Using Jupyter Notebooks in Production

How to go from Jupyter Notebooks to Production Systems

Using Jupyter Notebooks in Production

The following tutorials are available from the Wallaroo Tutorials Repository.

The following tutorials provide an example of an organization moving from experimentation to deployment in production using Jupyter Notebooks as the basis for code research and use. For this example, we can assume to main actors performing the following tasks.
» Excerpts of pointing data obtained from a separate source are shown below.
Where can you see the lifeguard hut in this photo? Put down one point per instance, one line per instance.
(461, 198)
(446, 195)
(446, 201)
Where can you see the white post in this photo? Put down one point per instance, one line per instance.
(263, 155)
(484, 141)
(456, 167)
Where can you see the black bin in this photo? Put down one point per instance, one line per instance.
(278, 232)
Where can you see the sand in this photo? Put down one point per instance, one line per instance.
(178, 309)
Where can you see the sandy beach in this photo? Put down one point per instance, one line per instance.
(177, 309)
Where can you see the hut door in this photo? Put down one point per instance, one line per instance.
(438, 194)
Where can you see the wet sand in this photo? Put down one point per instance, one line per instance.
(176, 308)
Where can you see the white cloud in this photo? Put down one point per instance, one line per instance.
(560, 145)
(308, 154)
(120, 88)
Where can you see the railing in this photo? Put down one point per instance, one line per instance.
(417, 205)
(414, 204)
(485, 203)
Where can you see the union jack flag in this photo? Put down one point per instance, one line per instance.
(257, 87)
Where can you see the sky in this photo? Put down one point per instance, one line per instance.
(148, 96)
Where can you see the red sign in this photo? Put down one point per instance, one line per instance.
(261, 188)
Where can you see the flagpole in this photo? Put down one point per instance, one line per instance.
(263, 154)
Number Notebook Sample Task Actor Description
01 01_explore_and_train.ipynb Data Exploration and Model Selection Data Scientist The data scientist evaluates the data and determines the best model to use to solve the proposed problems.
02 02_automated_training_process.ipynd Training Process Automation Setup Data Scientist The data scientist has selected the model and tested how to train it. In this phase, the data scientist tests automating the training process based on a data store.
03 03_deploy_model.ipynb Deploy the Model in Wallaroo MLOps Engineer The MLOps takes the trained model and deploys a Wallaroo pipeline with it to perform inferences on by feeding it data from a data store.
04 04_regular_batch_inferences.ipynb Regular Batch Inference MLOps Engineer With the pipeline deployed, regular inferences can be made and the results reported to a data store.

Each Jupyter Notebook is arranged to demonstrate each step of the process.

Resources

The following resources are provided as part of this tutorial:

  • data
    • data/seattle_housing_col_description.txt: Describes the columns used as part data analysis.
    • data/seattle_housing.csv: Sample data of the Seattle, Washington housing market between 2014 and 2015.
  • code
    • preprocess.py: Formats the incoming data for the model.
    • simdb.py: A simulated database to demonstrate sending and receiving queries.
    • wallaroo_client.py: Additional methods used with the Wallaroo instance to create workspaces, etc.